Sunday, 18 May 2008

Galactic North by Alastair Reynolds

Alastair Reynolds' previous novels and novellas in his signature Revelation Space universe have been almost unanimously excellent works, but at times the reader (or this one, at any rate) can feel that there's a lot going on that they're not in the loop on. Characters appear whose significance is initially unclear and their backstories remain resolutely unexplained, although frequently alluded to, whilst the ending to Absolution Gap was rather abrupt, to say the least. Galactic North, a collection of eight short stories set in the universe, finally fills in the blanks and finally allows the reader to fully appreciate the breadth of this author's imagination.

Things kick off with Great Wall of Mars. Two centuries from now, the cybernetically-altered Conjoiners have sealed themselves off inside a fortified region of Mars. The forces of humanity opposed to the Conjoiners, the Coalition, is planning a final all-out assault but have agreed to a last-ditch peace mission undertaken by Nevil Clavain and a Demarchist mediator, Sandra Voi. Needless to say, things go awry.
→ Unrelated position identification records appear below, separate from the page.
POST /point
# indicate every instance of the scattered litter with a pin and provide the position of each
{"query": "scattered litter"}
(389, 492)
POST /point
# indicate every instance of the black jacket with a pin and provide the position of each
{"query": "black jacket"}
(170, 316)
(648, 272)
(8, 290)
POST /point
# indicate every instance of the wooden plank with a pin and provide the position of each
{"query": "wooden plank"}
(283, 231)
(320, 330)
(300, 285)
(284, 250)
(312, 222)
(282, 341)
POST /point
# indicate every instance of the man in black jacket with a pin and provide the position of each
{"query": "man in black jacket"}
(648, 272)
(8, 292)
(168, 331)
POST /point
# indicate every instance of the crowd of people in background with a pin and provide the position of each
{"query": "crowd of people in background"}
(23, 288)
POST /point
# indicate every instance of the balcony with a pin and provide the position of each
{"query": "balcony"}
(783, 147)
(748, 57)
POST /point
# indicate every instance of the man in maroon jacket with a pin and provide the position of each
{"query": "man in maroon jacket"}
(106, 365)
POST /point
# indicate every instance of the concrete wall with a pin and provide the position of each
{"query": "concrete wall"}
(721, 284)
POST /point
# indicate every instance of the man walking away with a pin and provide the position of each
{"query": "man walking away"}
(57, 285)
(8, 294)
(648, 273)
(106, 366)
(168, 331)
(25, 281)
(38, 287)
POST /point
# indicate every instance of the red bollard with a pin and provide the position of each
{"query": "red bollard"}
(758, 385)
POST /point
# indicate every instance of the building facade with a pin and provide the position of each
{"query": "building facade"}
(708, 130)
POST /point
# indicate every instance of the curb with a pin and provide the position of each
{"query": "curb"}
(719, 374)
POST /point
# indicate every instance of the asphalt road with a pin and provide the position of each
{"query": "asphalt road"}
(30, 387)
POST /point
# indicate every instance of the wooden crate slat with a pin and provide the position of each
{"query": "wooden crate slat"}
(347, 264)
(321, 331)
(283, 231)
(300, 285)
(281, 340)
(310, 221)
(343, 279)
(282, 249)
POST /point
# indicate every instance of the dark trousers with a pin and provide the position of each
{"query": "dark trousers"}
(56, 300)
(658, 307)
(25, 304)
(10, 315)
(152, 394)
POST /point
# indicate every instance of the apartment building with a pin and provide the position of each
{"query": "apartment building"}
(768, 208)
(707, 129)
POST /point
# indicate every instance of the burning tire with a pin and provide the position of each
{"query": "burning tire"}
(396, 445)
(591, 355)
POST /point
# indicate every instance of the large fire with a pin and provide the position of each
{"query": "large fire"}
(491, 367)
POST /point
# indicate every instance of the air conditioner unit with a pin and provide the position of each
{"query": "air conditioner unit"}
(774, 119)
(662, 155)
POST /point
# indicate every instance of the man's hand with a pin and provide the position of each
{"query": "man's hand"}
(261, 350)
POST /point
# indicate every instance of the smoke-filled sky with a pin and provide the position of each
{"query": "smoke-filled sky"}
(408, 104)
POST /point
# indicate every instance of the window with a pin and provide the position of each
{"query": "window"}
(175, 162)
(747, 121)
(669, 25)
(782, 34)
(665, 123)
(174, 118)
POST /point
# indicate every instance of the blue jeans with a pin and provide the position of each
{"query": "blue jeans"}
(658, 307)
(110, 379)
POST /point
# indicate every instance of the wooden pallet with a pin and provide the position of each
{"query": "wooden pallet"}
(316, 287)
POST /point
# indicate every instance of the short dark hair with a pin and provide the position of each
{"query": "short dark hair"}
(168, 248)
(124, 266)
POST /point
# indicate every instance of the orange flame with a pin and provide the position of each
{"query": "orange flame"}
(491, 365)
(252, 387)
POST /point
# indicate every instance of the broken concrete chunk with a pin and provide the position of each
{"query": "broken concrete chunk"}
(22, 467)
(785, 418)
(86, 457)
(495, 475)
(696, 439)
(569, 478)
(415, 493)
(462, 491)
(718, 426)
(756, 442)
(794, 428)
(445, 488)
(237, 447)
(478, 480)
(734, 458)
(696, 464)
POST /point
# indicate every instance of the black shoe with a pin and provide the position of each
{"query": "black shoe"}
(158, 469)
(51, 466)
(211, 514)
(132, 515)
Those familiar with the previous novels will have a big grin on their face as we meet characters such as Clavain, Galiana and Felka for the first time, and find out how they met and how they get out of the jam they find themselves in here.

Glacial picks up the story some decades later, as the Conjoiner refugees find themselves wandering from star to star at sub-lightspeeds searching for a new home. On an ice world they find a human habitation, one of the few successfully established by the USA's seedship programme, and evidence of a crime that took place many years earlier which Clavain dedicates himself to solving. Reynolds' skills at detective fiction (previously employed in Century Rain and Chasm City) are on full display here and the story is very well-told.
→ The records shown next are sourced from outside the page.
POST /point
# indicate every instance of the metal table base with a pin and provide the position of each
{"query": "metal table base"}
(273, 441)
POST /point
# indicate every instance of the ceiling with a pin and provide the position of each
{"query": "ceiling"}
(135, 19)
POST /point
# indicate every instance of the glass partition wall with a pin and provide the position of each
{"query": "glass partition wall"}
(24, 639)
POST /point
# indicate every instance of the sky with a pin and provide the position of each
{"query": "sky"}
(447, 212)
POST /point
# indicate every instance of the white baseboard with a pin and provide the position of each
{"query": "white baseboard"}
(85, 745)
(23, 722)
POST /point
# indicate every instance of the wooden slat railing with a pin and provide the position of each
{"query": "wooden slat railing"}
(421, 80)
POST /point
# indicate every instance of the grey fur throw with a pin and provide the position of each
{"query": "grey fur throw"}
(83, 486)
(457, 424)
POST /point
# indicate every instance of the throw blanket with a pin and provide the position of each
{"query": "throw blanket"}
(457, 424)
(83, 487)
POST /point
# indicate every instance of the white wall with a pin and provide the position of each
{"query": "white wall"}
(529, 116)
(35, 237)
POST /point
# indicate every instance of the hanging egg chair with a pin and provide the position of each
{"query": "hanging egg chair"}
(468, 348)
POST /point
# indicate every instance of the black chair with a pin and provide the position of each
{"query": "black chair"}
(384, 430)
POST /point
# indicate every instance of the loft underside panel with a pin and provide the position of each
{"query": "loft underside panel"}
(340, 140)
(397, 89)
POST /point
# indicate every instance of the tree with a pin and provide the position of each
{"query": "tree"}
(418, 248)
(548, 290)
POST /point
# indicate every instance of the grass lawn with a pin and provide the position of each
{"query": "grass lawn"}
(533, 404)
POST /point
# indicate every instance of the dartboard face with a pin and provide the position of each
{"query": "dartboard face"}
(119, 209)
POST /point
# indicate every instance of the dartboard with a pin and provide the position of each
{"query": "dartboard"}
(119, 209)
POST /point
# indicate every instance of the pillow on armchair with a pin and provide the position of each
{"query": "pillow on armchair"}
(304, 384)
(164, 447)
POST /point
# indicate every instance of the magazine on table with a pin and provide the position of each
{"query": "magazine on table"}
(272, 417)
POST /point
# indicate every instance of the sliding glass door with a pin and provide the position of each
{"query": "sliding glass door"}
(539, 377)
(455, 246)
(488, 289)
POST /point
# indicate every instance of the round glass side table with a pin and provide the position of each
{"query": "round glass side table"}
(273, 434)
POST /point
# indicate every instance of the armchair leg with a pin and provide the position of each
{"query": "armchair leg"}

A Spy in Europa is a neat story of sabotage, revenge and severe hubris. It sets up one of the later stories in the collection and provides some background on the Demarchists, another of the major factions of the Revelation Space universe. The ending is absolutely stellar.

Weather is an absolute barnstormer of a story. Reynolds take on the difficulties of space combat carried out between ships maneuvering at hundreds of thousands of miles per second has always been superb, but gets its best demonstration in this story. We also get one of the biggest mysteries in the Revelation Space universe revealed in this story in a startling manner, but it's the somewhat tender relationship between the narrator and his Conjoiner charge which gives the story its heart.

Dialation Sleep is the oldest story in the collection and the style isn't quite as polished as Reynolds' later work, but it's still an intriguing story about love and the loss caused by years spent in interstellar travel.

Grafenwalder's Bestiary is a thoroughly twisted story that serves as a semi-sequel to both the novella Diamond Dogs (published seperately by Gollancz with Turqoise Days) and to the earlier story A Spy in Europa. It's an excellent story about a collector in search of the perfect creatures to put on display, but there are echoes of other authors and stories here, in particular George RR Martin's Haviland Tuf stories and his famous novella Sandkings, but the ending is brilliant, if horribly inevitable.

I thoroughly recommend not eating anything before reading Nightingale, a thoroughly sick and twisted story of genetic manipulation. The ending is horrendous, but there is no denying the macabre brilliance of the tale.

Galactic North gives the collection its name and the entire Revelation Space universe its spine. We start off in 2303 AD with a frantic attempt to repair a stricken starship before the story carries us forwards through centuries and then millennia as the war against the Inhibitors, the Melding Plague, the Pattern Jugglers and every other major event of the previous novels and stories plays out as the backdrop to a story of absolute obsession and we finally discover the nature of the new threat that emerged at the end of Absolution Gap. A spectacular story that rounds off the collection in style.

Galactic North (****½) is a superb collection of stories from one of our very best SF writers, and is thoroughly recommended to newcomers to Reynolds' work and veterens of his previous tales alike. It is published by Gollancz in the UK and will by released on 27 May by Ace Books in the USA.

1 comment:

Anonymous said...

Nice review, summing up all the things I loved about the collection. I still can't help but prefer his shorter stuff though, much more refined than the novels.